Five years after diagnosis, only 40 percent of patients with locally-advanced oral cavity cancer will still be alive. The question is who is likely to live and who is likely to die? The answer to this question could not only help patients better predict the course of their disease, but could help doctors choose the most appropriate post-surgical treatments – patients at highest risk could receive the most aggressive combinations of radiation and chemotherapy.
To answer this question, researchers from University of Colorado Cancer Center gathered the information of 149 patients treated at UCHealth University of Colorado Hospital with surgery and/or post-surgical treatments for locally-advanced oral cavity cancer between the years 2000 and 2015. In these data, they looked for patterns.
“We wanted to know if features of these patients, their tumors, or their treatment could predict survival,” says first author Ding Ding, a medical student working with her research mentor, senior author Sana Karam, MD, PhD, investigator at CU Cancer Center and assistant professor of Radiation Oncology at the CU School of Medicine.
First, the researchers confirmed a handful of expected risk factors: As seen in many previous studies, being nonwhite, uninsured or insured by Medicaid, having a larger primary tumor, having “margins” around the tumor that tested positive for cancer even after surgery, or having tumors that had already invaded surrounding tissues predicted shorter overall survival.
Another factor commonly used in models predicting cancer risk is the extent of lymph node involvement.
“The current nodal staging system for oral cavity cancer is based on the size, number, laterality, and spread of the tumor outside the wall of the involved lymph nodes,” Ding says. “In other types of cancers such as breast cancer, researchers have been exploring another measure of lymph node involvement, namely whether the ratio of surgically removed lymph nodes that are positive for cancer can predict treatment outcomes. We wondered if lymph node ratio, or LNR, could be a predictor of survival in oral cavity cancer, as well.”
The 149 patients studied had a median 29 lymph nodes removed during surgery. About 9 percent of these lymph nodes were positive for cancer. Of course, this meant that some patients had LNR above 10 percent, while others had especially low or even zero LNR. And it turned out that patients with LNR greater than 10 percent had about 2.5 times greater risk of cancer recurrence and 2.7 times greater risk of death than patients with LNR below 10 percent.

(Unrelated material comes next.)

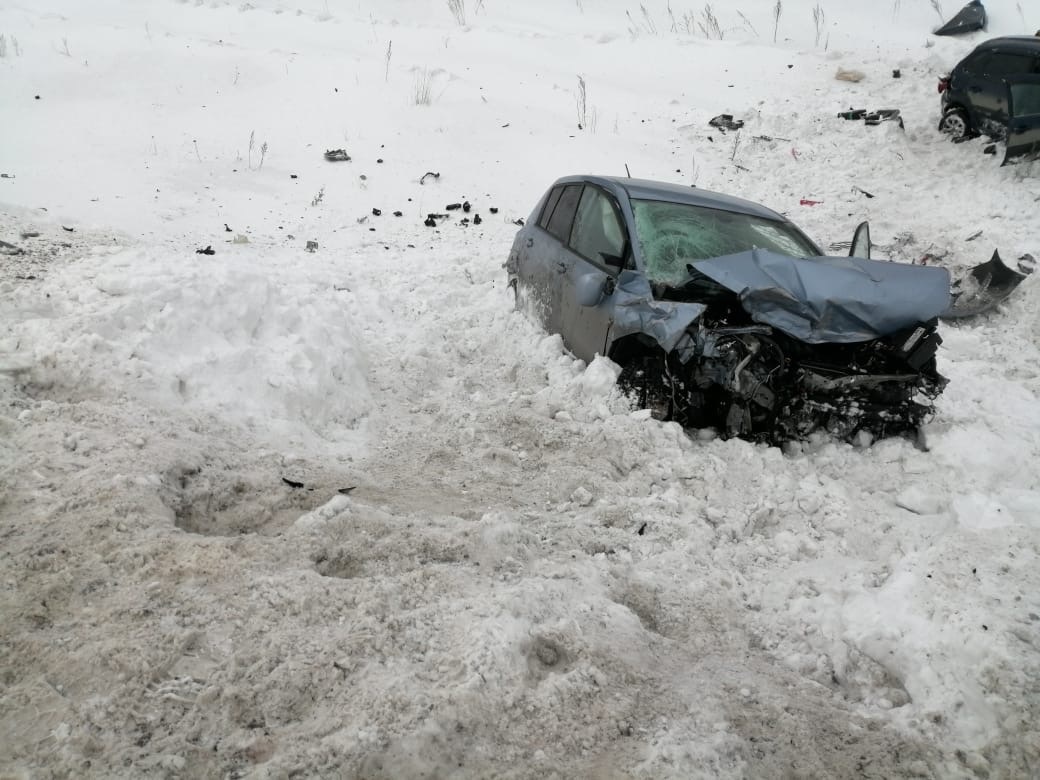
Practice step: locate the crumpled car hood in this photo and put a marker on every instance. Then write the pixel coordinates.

Results are published in the journal JAMA Otolaryngology.
“In our study, LNR appeared to be more predictive of patient outcomes than the traditional method of lymph node staging. Larger scale studies are needed to verify these findings and it might be worth exploring ways to incorporate LNR into the current model for evaluating recurrence risks,” Ding says.
Patients with aggressive disease should receive more intensive chemotherapy and radiation after surgery, whereas others with less aggressive disease often forgo the full extent of these treatments. But who are these high-risk patients? The current study adds to a growing body of evidence supporting the use of LNR to identify patients at most risk for recurrence and death from locally-advanced oral cavity cancer.